Figure 8: A circuit computing

\operatorname{SUM}_{16}

composed out of eight

\oplus

-gates at the top, three MDFA’ blocks, four MDFA blocks, and one final gate. Its size is

8+3\cdot 6+4\cdot 8+1=59

.

3 New Upper Bound for Circuit Size of Bit Addition

In this section, we prove a new upper bound $4.5n-2m$ for the circuit size of bit addition. For regimes where $m$ is small compared to $n$ , this is better than $5n-3m$ by about $10\%$ . This applies to $\operatorname{MULT}_{n}$ and $\operatorname{SUM}_{n}$ .

Theorem 1.

For any vector $s\in\mathbb{Z}_{\geq 0}^{n}$ ,

\operatorname{size}(\operatorname{BA}_{n}^{s})\leq 4.5n-2m.

In the proof, we use the following straightforward observation. Assume that $s_{1}<s_{2},s_{3},\dotsc,s_{n}$ . In this case, the first output is equal to $x_{1}$ , the cost of computing this particular bit of the output is zero, allowing one to forget about it. Thus,

\operatorname{size}(\operatorname{BA}^{s}_{n})=\operatorname{size}(% \operatorname{BA}^{s^{\prime}}_{n-1}),

where $s^{\prime}=(s_{2},\dotsc,s_{n})$ . We call the operation of replacing $s$ by $s^{\prime}$ as shifting. Note that shifting reduces both the number of inputs and the number of outputs by one. Figure 9 gives an example.

Figure 9: Shifting:

\operatorname{size}(\operatorname{BA}_{3}^{2,3,3})=\operatorname{size}(% \operatorname{BA}_{2}^{3,3})

. In turn,

\operatorname{BA}_{2}^{3,3}

can be computed by the Half Adder. Thus,

\operatorname{BA}_{3}^{2,3,3}(x_{1},x_{2},x_{3})=(x_{1},x_{2}\oplus x_{3},x_{2% }\land x_{3})

.

Proof.

As the first step, we do the following: at every significance layer, we break all bits, except for possibly one, into pairs and compute the parity for every pair. This takes at most $n/2$ gates.

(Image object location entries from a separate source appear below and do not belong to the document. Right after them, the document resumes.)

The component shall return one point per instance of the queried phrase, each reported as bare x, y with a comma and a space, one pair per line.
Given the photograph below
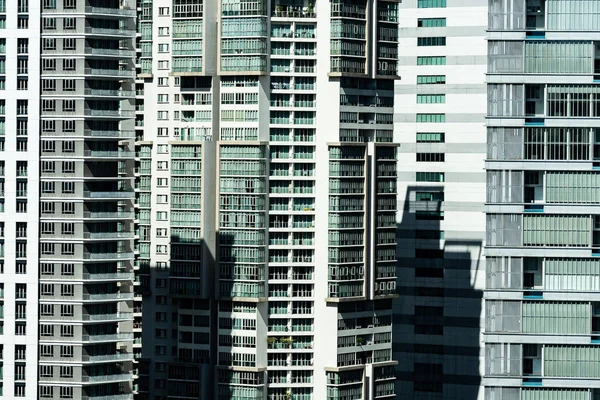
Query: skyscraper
542, 309
79, 138
440, 126
266, 199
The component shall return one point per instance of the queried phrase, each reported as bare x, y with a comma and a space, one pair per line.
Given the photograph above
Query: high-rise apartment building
541, 300
84, 129
440, 126
266, 199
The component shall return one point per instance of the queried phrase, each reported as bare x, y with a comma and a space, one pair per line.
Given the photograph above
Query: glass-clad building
542, 300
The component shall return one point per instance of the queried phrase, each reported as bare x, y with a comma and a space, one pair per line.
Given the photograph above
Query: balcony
109, 134
107, 296
122, 276
109, 113
118, 73
106, 317
107, 256
107, 338
116, 357
109, 195
123, 53
284, 11
111, 397
109, 215
110, 32
107, 378
109, 93
108, 154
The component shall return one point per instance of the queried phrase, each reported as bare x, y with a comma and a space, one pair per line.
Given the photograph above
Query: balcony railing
114, 194
110, 52
106, 317
109, 154
107, 31
107, 378
117, 214
110, 72
108, 256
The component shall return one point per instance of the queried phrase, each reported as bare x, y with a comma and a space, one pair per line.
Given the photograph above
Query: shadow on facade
437, 318
187, 320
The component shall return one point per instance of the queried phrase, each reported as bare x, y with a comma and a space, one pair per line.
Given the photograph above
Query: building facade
265, 199
541, 297
86, 199
440, 126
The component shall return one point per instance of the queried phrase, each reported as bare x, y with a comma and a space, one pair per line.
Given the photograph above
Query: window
48, 127
67, 249
46, 350
66, 310
430, 137
49, 105
49, 5
21, 267
435, 118
49, 64
49, 44
49, 24
431, 60
69, 126
431, 3
66, 372
69, 106
69, 44
69, 85
68, 187
67, 228
47, 269
69, 23
68, 146
69, 64
431, 22
47, 207
46, 371
162, 198
431, 41
430, 177
48, 187
162, 182
68, 167
431, 98
430, 157
66, 330
47, 310
46, 330
162, 132
47, 248
68, 208
161, 232
431, 79
67, 269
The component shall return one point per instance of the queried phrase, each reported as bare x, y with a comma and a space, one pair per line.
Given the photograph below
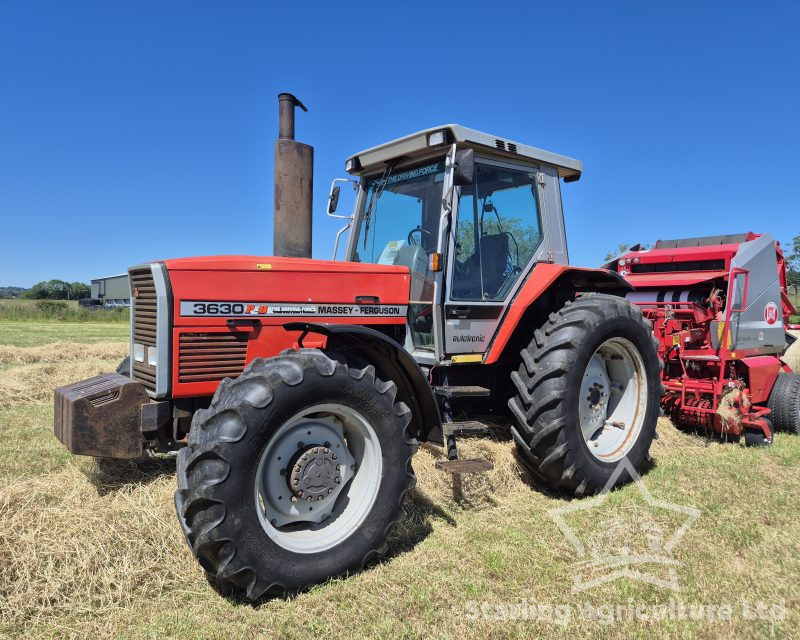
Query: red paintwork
673, 280
762, 371
695, 374
542, 277
239, 278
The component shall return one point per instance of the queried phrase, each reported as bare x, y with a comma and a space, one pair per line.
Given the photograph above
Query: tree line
49, 290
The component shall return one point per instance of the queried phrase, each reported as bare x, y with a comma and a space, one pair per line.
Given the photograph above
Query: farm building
113, 291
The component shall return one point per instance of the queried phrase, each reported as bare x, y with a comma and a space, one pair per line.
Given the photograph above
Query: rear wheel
784, 402
294, 474
588, 394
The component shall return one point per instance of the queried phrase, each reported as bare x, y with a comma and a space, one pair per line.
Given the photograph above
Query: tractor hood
207, 289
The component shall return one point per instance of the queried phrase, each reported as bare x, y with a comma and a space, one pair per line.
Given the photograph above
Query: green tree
793, 262
58, 290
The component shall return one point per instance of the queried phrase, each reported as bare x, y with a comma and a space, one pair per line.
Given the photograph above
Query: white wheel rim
613, 399
310, 526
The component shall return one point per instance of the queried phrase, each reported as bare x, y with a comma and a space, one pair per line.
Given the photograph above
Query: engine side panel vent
209, 357
144, 321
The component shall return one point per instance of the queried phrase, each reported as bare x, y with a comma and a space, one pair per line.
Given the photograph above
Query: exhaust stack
294, 185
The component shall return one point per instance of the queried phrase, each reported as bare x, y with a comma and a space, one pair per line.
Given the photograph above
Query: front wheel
588, 394
294, 474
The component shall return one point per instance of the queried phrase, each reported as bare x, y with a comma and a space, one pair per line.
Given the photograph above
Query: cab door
496, 238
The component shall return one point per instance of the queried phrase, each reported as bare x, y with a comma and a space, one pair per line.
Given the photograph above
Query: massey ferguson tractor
295, 391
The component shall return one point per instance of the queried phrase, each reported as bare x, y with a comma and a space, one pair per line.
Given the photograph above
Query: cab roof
417, 144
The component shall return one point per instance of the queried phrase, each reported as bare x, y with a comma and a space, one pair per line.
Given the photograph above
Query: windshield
401, 209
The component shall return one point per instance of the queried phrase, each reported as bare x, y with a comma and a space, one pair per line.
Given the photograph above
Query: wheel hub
612, 401
314, 473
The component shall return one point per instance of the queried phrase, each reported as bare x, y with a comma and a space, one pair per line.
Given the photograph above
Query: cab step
465, 428
468, 391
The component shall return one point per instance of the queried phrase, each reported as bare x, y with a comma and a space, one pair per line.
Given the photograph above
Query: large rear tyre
294, 474
588, 394
784, 402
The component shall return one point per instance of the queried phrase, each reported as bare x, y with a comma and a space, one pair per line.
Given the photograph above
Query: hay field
90, 549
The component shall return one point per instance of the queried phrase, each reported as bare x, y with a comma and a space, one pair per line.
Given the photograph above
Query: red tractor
296, 390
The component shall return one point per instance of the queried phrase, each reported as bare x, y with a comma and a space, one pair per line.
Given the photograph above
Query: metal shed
114, 291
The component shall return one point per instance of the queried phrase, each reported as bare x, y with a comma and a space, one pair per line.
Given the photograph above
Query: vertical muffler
294, 185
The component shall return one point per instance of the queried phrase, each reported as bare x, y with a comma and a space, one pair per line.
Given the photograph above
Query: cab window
497, 233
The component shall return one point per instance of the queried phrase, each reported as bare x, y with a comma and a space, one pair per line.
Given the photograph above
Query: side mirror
464, 171
333, 199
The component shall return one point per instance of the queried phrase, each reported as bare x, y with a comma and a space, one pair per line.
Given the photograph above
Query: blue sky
132, 131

Then, it remains to prove that one can compute the sum of $n$ bits using $4n-2m$ gates if every significance layer contains at most one bit without a pair. We prove this by induction on $n$ . The base case $n=1$ is clear: in this case, the circuit size is zero (nothing needs to be summed up) and the upper bound is at least zero since $m\leq n$ . To prove the induction step, denote by $l$ the number of minimum elements in the significance vector $s$ (that is, the number of bits in the rightmost non-empty column in dot-notation).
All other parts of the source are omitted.